2.3 Use the carbon tax to fund transit rather than development
The carbon tax should not be revenue-neutral. The carbon tax is a stable source of funding (unlike real estate) that is expected to collect $546 million this fiscal year and $2.27 billion over the next three years combined.
TransLink is asking for $450 million for its highest level of transportation investment, so if the carbon tax is used for transit, there would be stable funding without having to use real estate development, property taxes or increased fares at all.
2.4 Use a vehicle levy to encourage low emission vehicles
Another example of polluter-pay sources could be a vehicle levy that is variable based on fuel efficiency.
2.5 TransLink should be limited to authority for transportation only
TransLink’s expertise is in providing transportation systems, not in developing communities.
Its mandate should be restricted to designing and building transportation only, not to controlling density and development to suit transportation funding targets, which is a conflict of interest.
Communities have a broad range of issues other than transit that must be considered, such as amenities, district energy, affordable housing, rentals, neighbourhood character, heritage, schools, parks, community centres, libraries, theatres, and the arts, which are outside TransLink’s areas of expertise.
Community development should be under the sole jurisdiction of communities and their directly elected municipal representatives, rather than under regional control.
2.6 The appropriate role for the region is to restrict and contain growth from sprawling
A balance of policies is needed in order to create a sustainable region. Policies are needed that address restrictions to contain growth, which should be controlled at the regional/provincial level; policies are also needed that encourage new development to increase density close to transit and services, which should be wholly under municipal jurisdiction.
Municipalities have an economic incentive to broaden their tax base through development, so there needs to be regional oversight to contain growth from sprawling into green zones and industrial areas.
But the region should not have authority over development policy regulation that increases density within municipal boundaries--only in the enforcement of restrictive containment policies.
However, the Metro 2040 Regional Growth Strategy does not adequately protect green zones, and also provides too much regional control over municipal official community plans.
Provincial and regional control should be limited to protective policies for the absolute protection of green zones and qualified protection of industrial areas from non-industrial uses.

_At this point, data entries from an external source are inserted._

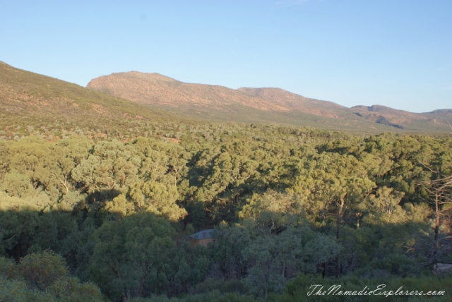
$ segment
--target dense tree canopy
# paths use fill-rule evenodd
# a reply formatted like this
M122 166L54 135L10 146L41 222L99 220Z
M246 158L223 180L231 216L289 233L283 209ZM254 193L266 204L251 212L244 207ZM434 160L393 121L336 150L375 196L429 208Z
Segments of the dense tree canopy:
M452 263L451 138L220 123L145 132L0 140L0 292L298 301L309 274L351 287L451 280L432 272ZM187 235L210 228L213 242L191 247Z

Under the Metro 2040 proposal, green zones would be more easily removed from protection. Exemptions from green zones should require unanimous support of the Metro Board, not just two-thirds support as proposed.

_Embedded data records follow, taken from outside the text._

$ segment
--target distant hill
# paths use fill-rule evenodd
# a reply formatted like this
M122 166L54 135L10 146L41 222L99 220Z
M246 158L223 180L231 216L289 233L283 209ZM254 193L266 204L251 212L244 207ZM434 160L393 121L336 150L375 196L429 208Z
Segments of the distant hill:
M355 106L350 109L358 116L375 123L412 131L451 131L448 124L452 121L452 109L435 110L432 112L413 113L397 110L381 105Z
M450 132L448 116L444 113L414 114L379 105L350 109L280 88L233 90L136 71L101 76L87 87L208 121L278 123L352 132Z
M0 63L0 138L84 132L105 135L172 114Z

Also, the Urban Containment areas include some green zones, which allow them to be developed. So the Urban Containment boundaries should be adjusted to exclude all green zones from development, for example, in the UBC Endowment Lands and in West Vancouver.

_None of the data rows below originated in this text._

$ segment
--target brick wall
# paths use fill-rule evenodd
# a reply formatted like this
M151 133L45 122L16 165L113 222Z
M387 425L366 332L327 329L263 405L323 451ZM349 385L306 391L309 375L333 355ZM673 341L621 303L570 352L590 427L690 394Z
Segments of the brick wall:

2.7 Municipalities should manage real estate development and growth
The Metro 2040 plan should generally prescribe transit-oriented development to be close to transit or urban centres, rather than the proposed requirements of specific regional controls.
How and where transit-oriented development is implemented within municipal boundaries should be based on detailed community planning under the sole jurisdiction of the municipality.
Any increases in density rezoning should be done through accountable, local community processes that have municipal approval, independent of the province, region or TransLink.
Municipalities should not be held hostage to the proposed unsustainable, provincially controlled development-funded transit system based on a Hong Kong model.
Elizabeth Murphy has a background in development and urban land economics and has worked in the private sector, for the City of Vancouver, and for the Province of B.C.